Jusqu’à récement, les publicités ne montraient que des hommes au volant. La R4 de 18 à 77ans, mais le prospectus ne montre que des hommes. Dans les années 80, c’est un débordement de testostérone. Même dans la plus modeste monture, le mâle doit slalommer entre les bombes larguées par un bombardier (Peugeot 205), sauver sa copine d’un kidnapping (Fiat Uno), arrêter un camion sans freins (Renault 9 et 11)… Les femmes? Elles doivent se contenter d’une présentation didactique en statique (sur le thème « puisque même moi, faible femme, j’arrive à faire marcher cette voiture, vous l’homme saurez forcément vous en servir ») ou de s’allonger lascivement sur un capot (avec les publicités Triumph TR7/8, c’est carrément du porno soft.) Et les enfants? Les publicitaires vous riraient au nez: « Pourquoi s’intéresser à eux? Ils n’achètent pas de voitures! »
Il y en avait bien ici et là. Un dessin avec, en guise de titre « vacances à la neige avec l’Espace de papa » (notez que le père reste LE propriétaire de la voiture.) Les parents qui viennent chercher leurs enfants à l’école pour des travaux pratiques de géographie dans une 309 « toujours partante ». Et puis les sales gamins en voix off, qui se moque de leur père qui n’a pas de Sharan TDI et ne peut donc pas dépasser le camion: « Papa, il double pas! Papa, il double pas! » Reste enfin le rêveur, qui en attendant, d’avoir 18 ans et son permis de conduire, jette un oeil envieux aux Mercedes (Classe C, puis Classe E.)

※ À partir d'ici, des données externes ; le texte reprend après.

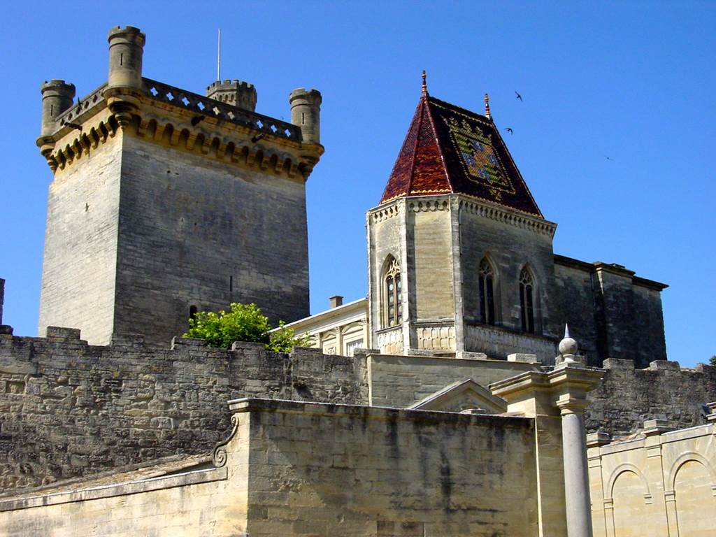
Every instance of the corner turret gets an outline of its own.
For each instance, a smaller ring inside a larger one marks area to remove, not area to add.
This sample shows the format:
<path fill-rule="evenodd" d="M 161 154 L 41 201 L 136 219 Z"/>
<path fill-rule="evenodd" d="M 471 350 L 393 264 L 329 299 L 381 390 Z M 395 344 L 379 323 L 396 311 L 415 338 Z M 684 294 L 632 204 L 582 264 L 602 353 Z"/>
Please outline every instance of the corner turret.
<path fill-rule="evenodd" d="M 289 95 L 291 122 L 301 127 L 304 143 L 321 143 L 321 92 L 299 87 Z"/>
<path fill-rule="evenodd" d="M 139 28 L 116 26 L 110 30 L 108 88 L 142 87 L 142 57 L 146 37 Z"/>
<path fill-rule="evenodd" d="M 242 110 L 254 112 L 256 109 L 256 89 L 253 84 L 243 80 L 217 80 L 206 87 L 206 97 Z"/>
<path fill-rule="evenodd" d="M 42 132 L 40 136 L 52 136 L 57 130 L 55 118 L 72 105 L 74 84 L 52 79 L 40 86 L 42 92 Z"/>

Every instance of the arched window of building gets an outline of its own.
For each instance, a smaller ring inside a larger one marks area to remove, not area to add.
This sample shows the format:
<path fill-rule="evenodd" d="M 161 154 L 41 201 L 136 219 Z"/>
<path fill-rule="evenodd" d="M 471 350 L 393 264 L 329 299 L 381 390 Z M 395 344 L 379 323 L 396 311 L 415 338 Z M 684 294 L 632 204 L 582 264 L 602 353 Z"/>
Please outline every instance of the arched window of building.
<path fill-rule="evenodd" d="M 520 272 L 520 312 L 522 332 L 535 333 L 535 281 L 526 266 Z"/>
<path fill-rule="evenodd" d="M 495 324 L 495 271 L 487 258 L 480 262 L 480 320 Z"/>
<path fill-rule="evenodd" d="M 400 266 L 392 256 L 385 262 L 383 274 L 383 323 L 385 327 L 395 326 L 402 321 L 402 283 Z"/>

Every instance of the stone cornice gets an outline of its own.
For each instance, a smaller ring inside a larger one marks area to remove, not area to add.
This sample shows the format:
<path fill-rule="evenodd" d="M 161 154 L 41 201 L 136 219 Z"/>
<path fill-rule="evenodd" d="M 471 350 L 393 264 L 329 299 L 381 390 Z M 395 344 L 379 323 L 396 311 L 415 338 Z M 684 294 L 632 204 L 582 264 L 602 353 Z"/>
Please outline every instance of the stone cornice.
<path fill-rule="evenodd" d="M 389 201 L 368 211 L 368 219 L 374 222 L 382 222 L 400 214 L 401 203 L 397 200 Z"/>
<path fill-rule="evenodd" d="M 321 145 L 301 143 L 296 135 L 300 130 L 294 125 L 269 121 L 271 118 L 266 116 L 211 99 L 197 101 L 199 96 L 178 90 L 180 98 L 194 96 L 190 101 L 193 106 L 175 104 L 158 98 L 150 91 L 158 86 L 163 92 L 170 92 L 167 88 L 171 87 L 147 79 L 145 85 L 143 92 L 100 86 L 59 116 L 57 131 L 37 140 L 53 172 L 80 160 L 119 130 L 153 143 L 226 164 L 284 175 L 294 180 L 305 180 L 323 153 Z M 196 108 L 197 102 L 207 103 L 203 105 L 205 113 Z M 236 112 L 233 120 L 226 115 L 232 113 L 231 109 Z M 252 123 L 254 116 L 258 119 Z"/>
<path fill-rule="evenodd" d="M 649 280 L 646 278 L 642 278 L 641 276 L 636 276 L 636 273 L 634 271 L 631 271 L 629 268 L 626 268 L 621 265 L 617 265 L 614 263 L 603 263 L 602 261 L 587 263 L 586 261 L 583 261 L 580 259 L 575 259 L 574 258 L 567 257 L 566 256 L 561 256 L 558 253 L 554 254 L 554 263 L 556 265 L 568 266 L 571 268 L 584 271 L 585 272 L 589 272 L 590 274 L 596 274 L 599 271 L 600 272 L 609 272 L 611 274 L 624 276 L 624 278 L 629 278 L 632 279 L 632 283 L 634 285 L 647 287 L 647 289 L 653 289 L 654 291 L 663 291 L 669 286 L 666 284 L 662 284 L 659 281 L 655 281 L 654 280 Z"/>
<path fill-rule="evenodd" d="M 516 228 L 526 229 L 539 235 L 553 237 L 557 224 L 526 213 L 510 209 L 465 194 L 453 195 L 458 199 L 459 207 L 470 214 L 489 218 Z"/>

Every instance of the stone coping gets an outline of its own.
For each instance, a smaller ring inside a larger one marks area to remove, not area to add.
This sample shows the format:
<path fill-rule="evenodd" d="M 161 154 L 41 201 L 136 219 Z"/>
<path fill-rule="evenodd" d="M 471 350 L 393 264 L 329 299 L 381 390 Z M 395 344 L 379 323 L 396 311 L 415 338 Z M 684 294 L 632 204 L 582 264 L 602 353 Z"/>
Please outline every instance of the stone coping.
<path fill-rule="evenodd" d="M 542 366 L 541 364 L 532 362 L 512 362 L 511 360 L 499 360 L 493 358 L 473 358 L 467 357 L 464 358 L 455 358 L 452 356 L 435 356 L 432 354 L 383 354 L 379 352 L 369 352 L 367 353 L 367 356 L 369 358 L 387 358 L 396 360 L 405 359 L 409 360 L 440 360 L 444 362 L 445 364 L 453 364 L 455 365 L 463 365 L 465 363 L 470 363 L 479 364 L 480 367 L 487 367 L 489 364 L 500 364 L 500 365 L 506 365 L 507 367 L 505 369 L 514 369 L 518 372 L 539 371 Z"/>
<path fill-rule="evenodd" d="M 228 472 L 226 467 L 194 470 L 179 474 L 160 475 L 159 477 L 139 479 L 124 483 L 115 483 L 84 488 L 75 488 L 49 493 L 39 495 L 10 498 L 0 501 L 0 511 L 11 511 L 18 509 L 28 509 L 33 507 L 44 507 L 59 503 L 97 500 L 112 496 L 123 496 L 128 494 L 138 494 L 160 489 L 183 487 L 188 485 L 198 485 L 212 481 L 220 481 L 227 478 Z"/>
<path fill-rule="evenodd" d="M 697 438 L 700 436 L 708 436 L 713 434 L 715 431 L 710 430 L 714 426 L 710 423 L 702 425 L 695 425 L 686 429 L 677 429 L 677 430 L 667 431 L 658 435 L 659 443 L 670 444 L 674 442 L 681 442 L 690 438 Z M 647 437 L 640 432 L 634 438 L 625 438 L 624 440 L 616 440 L 611 442 L 602 445 L 599 448 L 599 453 L 601 455 L 609 453 L 617 453 L 623 451 L 631 451 L 638 450 L 644 447 Z"/>
<path fill-rule="evenodd" d="M 460 414 L 436 410 L 418 410 L 392 408 L 390 407 L 369 407 L 362 405 L 336 405 L 325 402 L 289 401 L 281 399 L 243 397 L 228 402 L 229 410 L 233 412 L 280 412 L 282 414 L 305 414 L 312 416 L 334 416 L 336 417 L 362 417 L 382 421 L 439 422 L 463 423 L 473 425 L 501 425 L 513 427 L 531 427 L 531 417 L 495 414 Z"/>

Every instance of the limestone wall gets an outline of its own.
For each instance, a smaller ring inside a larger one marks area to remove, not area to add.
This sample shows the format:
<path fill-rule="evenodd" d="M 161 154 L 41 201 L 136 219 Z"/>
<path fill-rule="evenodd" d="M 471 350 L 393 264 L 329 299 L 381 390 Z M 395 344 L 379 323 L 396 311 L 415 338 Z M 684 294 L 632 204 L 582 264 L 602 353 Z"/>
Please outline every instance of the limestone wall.
<path fill-rule="evenodd" d="M 236 432 L 214 459 L 223 465 L 0 499 L 0 536 L 538 534 L 533 419 L 265 400 L 231 407 Z"/>
<path fill-rule="evenodd" d="M 112 336 L 121 152 L 117 134 L 49 185 L 39 334 L 59 326 L 81 326 L 94 342 Z"/>
<path fill-rule="evenodd" d="M 368 360 L 370 404 L 396 408 L 406 408 L 454 382 L 472 379 L 487 387 L 526 371 L 539 370 L 538 364 L 502 360 L 384 354 L 372 354 Z"/>
<path fill-rule="evenodd" d="M 460 204 L 459 218 L 460 263 L 465 322 L 481 321 L 478 267 L 486 256 L 495 272 L 495 324 L 521 332 L 519 279 L 520 271 L 526 266 L 536 280 L 536 333 L 553 339 L 557 337 L 563 319 L 554 299 L 551 233 L 493 219 L 467 200 Z M 479 349 L 466 344 L 465 350 Z M 511 352 L 514 351 L 504 349 L 500 354 L 505 356 Z"/>
<path fill-rule="evenodd" d="M 646 367 L 666 359 L 663 286 L 617 265 L 555 256 L 556 298 L 590 365 L 619 357 Z"/>
<path fill-rule="evenodd" d="M 631 360 L 610 358 L 604 367 L 601 384 L 588 396 L 588 431 L 619 437 L 654 418 L 677 427 L 700 425 L 702 405 L 716 400 L 716 366 L 681 369 L 676 362 L 657 361 L 640 369 Z"/>
<path fill-rule="evenodd" d="M 590 448 L 594 536 L 716 534 L 715 422 Z"/>
<path fill-rule="evenodd" d="M 48 335 L 0 334 L 0 490 L 205 451 L 225 434 L 233 398 L 367 398 L 364 357 L 191 339 L 158 349 L 137 337 L 95 347 L 76 330 Z"/>
<path fill-rule="evenodd" d="M 538 534 L 533 420 L 261 404 L 251 537 Z"/>
<path fill-rule="evenodd" d="M 168 345 L 191 306 L 232 301 L 255 302 L 274 324 L 309 314 L 303 178 L 127 135 L 119 216 L 115 332 Z"/>

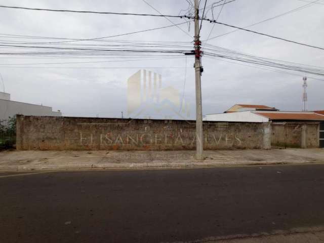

Puis il y eu la 806, la « voiture que les enfants conseillent à leurs parents ». Pourquoi est-ce qu’il la conseille? On ne le dit pas. Tout ce qui compte, c’est que le 806 devient le monospace des couples avec enfants.
Le pli est trouvé. Un enfant, c’est toujours spontané et drôle, alors on en saupoudre un peu partout, comme l’enfant à qui on fait la lecture et lorsqu’on lui montre une voiture: « C’est quoi ça? -Une Kangoo! – Non, ça tu sais, c’est une…? – Kangoo! »
Mais ensuite, il y a eu une dérive. Le petit ne veut plus seulement être « conseiller »: on doit acheter la voiture pour LUI.
Chez Nissan, une mère s’enfuit d’un musée avec ses enfants au volant d’une Note.
Chez Mercedes, l’enfant ne veut plus attendre 18 ans. D’ailleurs, c’est lui qui a les clefs de la Classe A. Chez Seat, tous ses jouets attérissent dans le coffre de l’Altea XL et ses parents doivent avancer la banquette arrière pour mettre leurs bagages.
Plus les enfants sont petits, plus ils sont envahissants. Chez Citroën, les bébés jouent les hotesses de l’air. Chez Opel, après avoir vendu des Meriva, en se moquant des blondes, on convoque une conféence des bébés. Leurs « arguments » en faveur du monospace sont guères plus élaborés que les hurlements qu’ils poussent, mais c’est comme ça.
Chez Toyota, on touche le fond. Les différentes affaires de Monsieur bébé envahissent les différents rangements et les deux autres enfants, sangements attachés sur leurs réhausseurs, doivent attendre que leurs parents aient terminé la check-list des affaires du petit dernier. Le père, roi déchu, devient un pestiféré. Chez ses beau-parents, ce sont les femmes qui parlent et il devra se contenter d’exhiber la puissance du turbo-diesel à rampe commune à un beau-père complice (mais tout aussi muet.) Maintenant, c’est à son tour d’être sur le siège passager.